Google.com |
Film Bicycle
Thieves karya Vittorio de Sica adalah film dengan cerita yang
sederhana. Ini kisah tentang seseorang bernama Antonio Ricci yang harus
menghidupi keluarganya yaitu Maria, sang istri, dan Bruno, sang anak semata
wayang. Antonio, yang sudah lama tidak mempunyai pekerjaan, akhirnya
mendapatkannya dengan syarat ia harus mempunyai sepeda. Antonio pun memutuskan
untuk membeli sepeda dengan cara menjual seprai di rumahnya. Sayang sekali, di
hari pertama ia bekerja, sepeda yang dibeli dengan susah payah tersebut dicuri.
Antonio mencarinya kemana-mana ke seluruh penjuru kota karena sadar bahwa tanpa
sepeda tersebut, keluarganya tidak akan bisa dihidupi.
Meski tampak
sederhana, namun Bicycle Thievesmenyuguhkan suatu wacana
menarik dalam dunia perfilman Italia pada masa itu. Dari konteks sejarah, waktu
itu Perang Dunia II baru saja berakhir dan menyisakan masalah sosial yang besar
seperti kemiskinan, kelaparan, dan pengangguran. Industri sinema pun mengalami
masalah serius dari segi finansial. Akhirnya orang seperti Vittorio de Sica
memilih gaya penyutradaraan yang bisa menekan biaya namun ternyata nanti
diketahui bahwa gaya tersebut berkembang menjadi estetika baru dalam dunia
sinema.
Gaya yang kemudian
dinamakan dengan Neo-Realisme Italia tersebut tidak hanya bertemakan tentang
kemiskinan –sesuatu yang dianggap oleh sutradara Italia masa itu sebagai
keadaan yang nyata dan tidak dibuat-buat-, tapi mulai dari latar pengambilan
gambar dan pemilihan aktor semuanya harus realis. Realis disini dalam artian,
pertama, pengambilan gambar dilakukan di jalan-jalan dan tidak di studio agar
potret kemiskinan tidak termanipulasi. Kedua, yang lebih menarik, adalah
pemilihan aktor non-profesional seperti misalnya pemeran Antonio yang bernama
Lamberto Maggiorani. Lamberto adalah seorang pekerja biasa bahkan ketika
ditawari untuk akting di film Bicycle
Thieves, ia betul-betul sedang menganggur.
Hampir semua yang
main dalam film Bicycle Thieves adalah orang yang
memang di kehidupan nyatanya adalah seperti itu (kapten, peramal, pemain musik)

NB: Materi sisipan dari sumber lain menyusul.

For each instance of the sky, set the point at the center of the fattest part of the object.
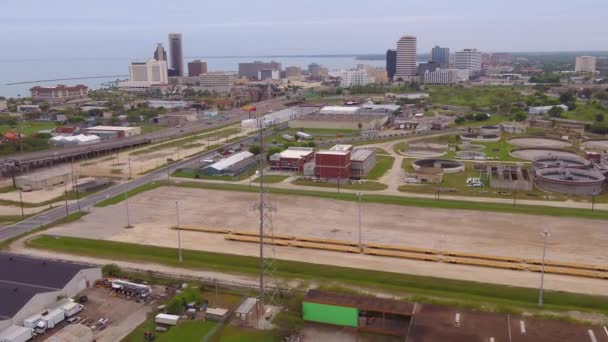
(131, 28)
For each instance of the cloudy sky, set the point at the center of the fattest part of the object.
(131, 28)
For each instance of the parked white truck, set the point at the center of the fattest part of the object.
(71, 308)
(31, 321)
(15, 333)
(50, 320)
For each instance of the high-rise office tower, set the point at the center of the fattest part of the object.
(585, 64)
(406, 57)
(391, 63)
(441, 56)
(176, 52)
(160, 54)
(468, 59)
(197, 67)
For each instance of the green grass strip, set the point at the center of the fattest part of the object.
(475, 294)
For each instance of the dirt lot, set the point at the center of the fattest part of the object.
(153, 213)
(124, 315)
(436, 323)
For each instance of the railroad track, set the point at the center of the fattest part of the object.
(413, 253)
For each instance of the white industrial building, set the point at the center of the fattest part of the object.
(29, 285)
(46, 178)
(544, 109)
(445, 76)
(234, 165)
(585, 64)
(278, 117)
(406, 57)
(74, 140)
(146, 74)
(468, 59)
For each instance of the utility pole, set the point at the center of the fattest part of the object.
(261, 207)
(359, 195)
(21, 201)
(545, 236)
(127, 209)
(65, 192)
(75, 184)
(179, 232)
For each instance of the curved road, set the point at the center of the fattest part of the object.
(52, 215)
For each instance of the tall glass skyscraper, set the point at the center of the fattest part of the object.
(441, 56)
(176, 53)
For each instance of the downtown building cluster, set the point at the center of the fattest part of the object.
(443, 68)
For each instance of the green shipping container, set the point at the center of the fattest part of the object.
(330, 314)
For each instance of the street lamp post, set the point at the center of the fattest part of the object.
(545, 236)
(179, 232)
(359, 195)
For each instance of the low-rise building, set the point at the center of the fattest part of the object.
(545, 109)
(234, 165)
(59, 93)
(44, 179)
(110, 132)
(445, 76)
(30, 285)
(74, 140)
(334, 163)
(292, 159)
(362, 162)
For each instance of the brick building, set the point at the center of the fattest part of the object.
(292, 158)
(334, 163)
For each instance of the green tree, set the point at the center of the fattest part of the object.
(255, 149)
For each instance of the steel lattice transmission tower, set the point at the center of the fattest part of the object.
(268, 285)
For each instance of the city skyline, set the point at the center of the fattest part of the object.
(229, 30)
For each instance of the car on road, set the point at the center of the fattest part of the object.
(74, 320)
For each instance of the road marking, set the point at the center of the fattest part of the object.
(592, 335)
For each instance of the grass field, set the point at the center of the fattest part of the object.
(365, 185)
(471, 294)
(185, 331)
(474, 96)
(28, 128)
(383, 164)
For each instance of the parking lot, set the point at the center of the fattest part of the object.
(123, 316)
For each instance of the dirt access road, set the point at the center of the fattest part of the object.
(153, 212)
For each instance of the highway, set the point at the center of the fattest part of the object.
(52, 215)
(64, 154)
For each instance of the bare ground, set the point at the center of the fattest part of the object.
(154, 212)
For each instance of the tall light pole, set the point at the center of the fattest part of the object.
(545, 236)
(179, 232)
(359, 195)
(127, 210)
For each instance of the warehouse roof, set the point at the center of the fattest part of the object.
(339, 110)
(110, 128)
(364, 303)
(233, 159)
(296, 152)
(22, 277)
(361, 154)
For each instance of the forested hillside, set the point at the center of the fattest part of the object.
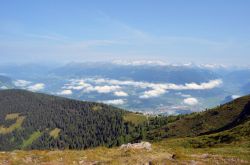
(37, 121)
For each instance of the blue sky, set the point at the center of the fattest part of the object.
(212, 31)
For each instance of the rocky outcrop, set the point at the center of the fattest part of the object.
(141, 145)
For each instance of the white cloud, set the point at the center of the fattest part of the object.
(36, 87)
(65, 92)
(235, 96)
(115, 102)
(21, 83)
(191, 101)
(103, 89)
(102, 85)
(153, 93)
(120, 94)
(3, 87)
(140, 62)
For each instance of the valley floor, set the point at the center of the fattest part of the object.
(165, 152)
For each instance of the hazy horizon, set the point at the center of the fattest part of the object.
(216, 32)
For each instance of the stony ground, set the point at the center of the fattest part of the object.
(165, 152)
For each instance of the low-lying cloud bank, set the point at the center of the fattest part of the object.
(191, 101)
(23, 84)
(101, 85)
(115, 102)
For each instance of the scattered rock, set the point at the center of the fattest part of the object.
(142, 145)
(173, 156)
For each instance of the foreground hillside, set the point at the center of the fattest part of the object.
(170, 151)
(38, 121)
(56, 126)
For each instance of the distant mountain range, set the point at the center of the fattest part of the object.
(142, 86)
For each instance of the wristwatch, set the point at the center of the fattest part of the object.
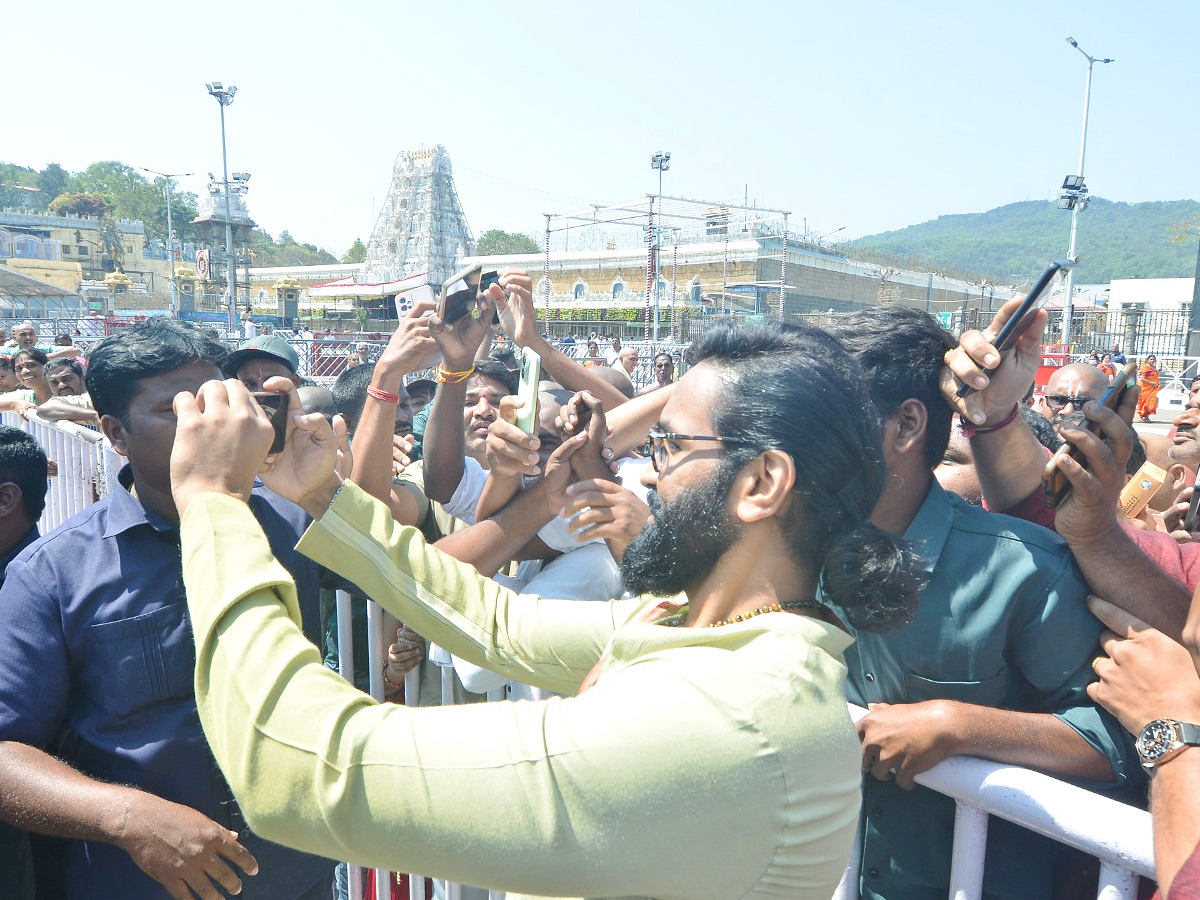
(1164, 739)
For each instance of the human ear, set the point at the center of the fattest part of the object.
(763, 487)
(905, 429)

sehingga mereka tidak perlu akting, cukup memerankan dirinya sendiri. Memang
pada mulanya ada maksud untuk menekan biaya, namun gaya ini lama-lama menjadi
ciri khas tersendiri yang ditiru di banyak film besar mulai dari Apu
Trilogy, La Strada, hingga Daun
di Atas Bantal-nya Garin Nugroho. Aliran penting dalam sinema Prancis yaitu
French New Wave juga mengaku sangat terinspirasi oleh Neo-Realisme Italia ini.
Neo-Realisme
Italia menunjukkan bahwa dalam seni pun terdapat kelas-kelas. Namun jika kita
sebut aliran tersebut berada di kasta bawah, itu ada benarnya jika merujuk dari
segi pendanaan. Namun dari segi estetika, Neo-Realisme Italia punya kelas yang
bisa dipertandingkan dengan film-film yang mempunyai pendanaan tinggi. Kita
bisa tujukan kenyataan ini pada film berbiaya tinggi yang tidak memberikan efek
apa-apa kecuali histeria semata tentang kehidupan “entah di mana”. Bagi
Neo-Realisme Italia, film adalah sarana untuk menyadarkan kita tentang kondisi
sosial yang riil dan bukan membawa penonton untuk lari dari kenyataan.